We report the case of a 17-year-old young man, with no previous history, who initially consulted for left retro-auricular swelling. The neurological examination was normal. CT showed an extra cranial centimeter cystic lesion developing at the expense of the external table of the temporo-occipital synchondrosis. A cytopuncture was first done followed by incomplete tumor excision.
The pathological study concluded that it was a grade I chondrosarcoma. The evolution was marked by the recurrence of the lesion 3 months postoperatively (Fig. 1) requiring re-operation. Radiotherapy treatment at a dose of 50 Gy was attempted. The patient recurred twice more, requiring as many surgical procedures including a partial craniectomy. After 4 months of the last recovery, he consulted again for headaches and dizziness with mixed cerebellar syndrome on examination.
At this time, the tumor invaded the left parietal and cerebellar brain parenchyma and became inextirpable.
The patient died 02 months later.
Chondrosarcomas are the second most common malignant bone tumors (after osteosarcoma). They preferentially reach the epiphyses of the long bones [2]. They represent only 6% of skull base tumors. 80% are conventional type (grade I, II and III) but they can also be undifferentiated, mesenchymal, periosteal or clear cell [3].
They can be seen on healthy bone (primary) or from a chondroma (secondary). Their malignancy is mainly linked to their high local invasive potential but they can also metastasize distantly (lung) [3].
They peak in frequency around the age of 50-60 with a slight predominance in males.
The most common reasons for consultation are diplopia and headaches [1].
These are tumors with a high potential for recurrence.
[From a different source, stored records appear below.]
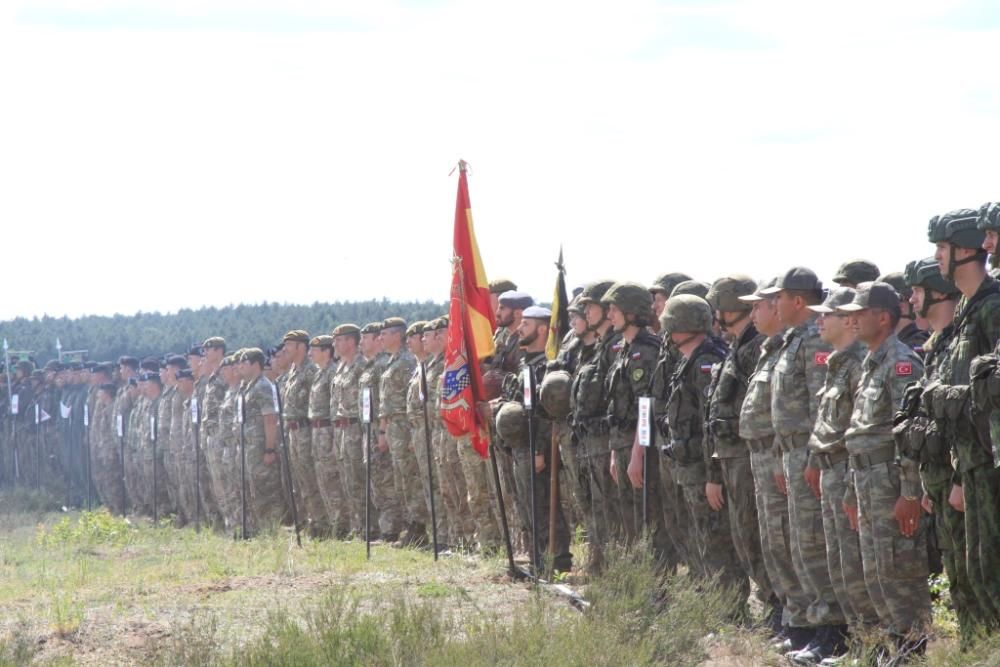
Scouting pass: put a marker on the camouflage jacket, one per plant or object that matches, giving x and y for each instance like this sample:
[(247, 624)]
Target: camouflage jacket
[(393, 383), (729, 387), (843, 377), (797, 379), (886, 372)]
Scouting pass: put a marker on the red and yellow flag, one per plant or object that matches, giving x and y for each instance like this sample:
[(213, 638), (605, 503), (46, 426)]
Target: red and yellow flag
[(470, 330)]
The histological type and grade as well as therapeutic management are the main parameters to consider assessing this risk. Adequate therapeutic management is necessary to improve the prognosis.
Our observation reflects non-optimal management. In fact, it is necessary to require a complete excision passing through a healthy area because any minimum procedure (simple tumor excision, curettage) will lead to tumor recurrence (93%).
Additional radiotherapy in necessary cases (Grade III or mesenchymal type or in the event of recurrence of grade I or II) must be done at a minimum dose of 60 Gy and not 50 Gy as was the case of our patient because the tumor is radio-resistant below this dose [1,3].
Chemotherapy (cyclophosphamide, etoposide, doxorubicin and vincristine) will only find its place in the management of mesenchymal and undifferentiated chondrosarcomas [2].
Consent
The examination of the patient was conducted according to the principles of the Declaration of Helsinki.
REFERENCES
1. Roche PH, Malca SA, Payan MJ, Pellet W. Chondrosarcoma of the skull base. A propos of sphenotemporal localization and review of the literature. Neurochirurgie. 1995;41:353-8.
2. Yasko AW, Ravi V, Guadagnolo A. Chondrosarcoma. 2013:117-30.
3. Tang C-H. Molecular mechanisms of chondrosarcoma metastasis. BioMedicine. 2012;2:92-8.